La déclaration de Darmanin revient à affirmer ouvertement que la campagne du gouvernement n’est pas dirigée contre le terrorisme mais contre la population musulmane. Sa référence aux «personnes qui créent un espace intellectuel et culturel pour faire sécession» est définie de manière si vague et si vaste qu’elle englobe tous les lieux de culte et toutes les associations culturelles musulmanes du pays.
L’attaque des musulmans par le gouvernement Macron sert à la construction d’un État policier fasciste. Sa politique vise à créer une atmosphère de pogrom pour renforcer l’extrême droite et pour justifier des attaques de grande envergure contre les droits démocratiques de toute la population. Cela dans un contexte de manifestations massives de gauche de centaines de milliers de personnes le 28 novembre, en opposition aux violences policières et à la tentative du gouvernement de criminaliser le fait de filmer ces violences.
Plus de 70 mosquées ont été fermées depuis le début de l’année. La campagne a été intensifiée à la suite du meurtre terroriste de Samuel Paty, le 15 octobre dernier.
Après ce meurtre, Darmanin avait fait le tour des émissions de télévision et de radio déclarant qu’il était personnellement «choqué» de voir dans les rayons des supermarchés des aliments internationaux — c’est-à-dire casher et halal — et que la simple présence de ces rayons conduisait inexorablement au «séparatisme» et au terrorisme.
Dans le même temps, il avait annoncé la fermeture de la mosquée de Pantin, au nord-est de Paris, qui accueille près de 2.000 musulmans, au seul motif que sa page Facebook avait partagé avant l’attentat une vidéo critiquant Paty pour avoir montré à ses élèves une caricature antimusulmane de Charlie Hebdo. Après l’attentat, la mosquée a immédiatement retiré la vidéo et dénoncé le meurtre de Paty.
Le gouvernement a également ordonné la dissolution de 52 associations musulmanes, dont des groupes de défense des droits, des organisations caritatives et des organisations culturelles. Parmi elles, le Collectif contre l’islamophobie en France (CCIF), l’une des plus grandes organisations caritatives musulmanes du pays, qui offre principalement une aide juridique aux musulmans dans les affaires de discrimination. Le 27 novembre, elle a publié une «déclaration finale», dans laquelle elle prononce son auto-dissolution conformément aux décrets du gouvernement, et peu après elle a supprimé son site web et ses comptes de réseaux sociaux.

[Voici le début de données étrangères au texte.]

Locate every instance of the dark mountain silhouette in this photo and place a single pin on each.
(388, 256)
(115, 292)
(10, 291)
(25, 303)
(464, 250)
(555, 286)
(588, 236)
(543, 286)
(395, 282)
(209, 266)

Barakacity, une autre organisation caritative, a également été dissoute, et la police a mené une violente descente de nuit contre son président, Idriss Sihamedi.
Selon la dernière annonce de Darmanin, les 76 mosquées visées sont censées être fermées si elles ont accueilli un imam soupçonné de promouvoir le terrorisme islamiste, si elles ont enfreint les règles de réception des fonds publics, si elles disposent d’espaces ou de salles à l’intérieur de l’établissement n’étant pas déclarées auprès de l’État, ou si elles font déjà l’objet d’une demande de dissolution d’une association. Le vaste champ d’application prévoit une multitude d’accusations possibles pour justifier des fermetures massives.
Cette mesure a été programmée pour coïncider avec les efforts du gouvernement pour faire passer sa «loi sur les séparatismes», qui sera examinée en conseil des ministres le 9 décembre. Cyniquement rebaptisée «loi confirmant les principes républicains», elle sera présentée sous forme de projet de loi à l’occasion du 115e anniversaire de la loi de 1905 sur la laïcité. En fait, la loi Macron est une répudiation de la loi de 1905 et des droits démocratiques les plus fondamentaux défendus et avancés dans la Révolution française, y compris la liberté d’expression et d’association, ainsi que la séparation des Églises et de l’État.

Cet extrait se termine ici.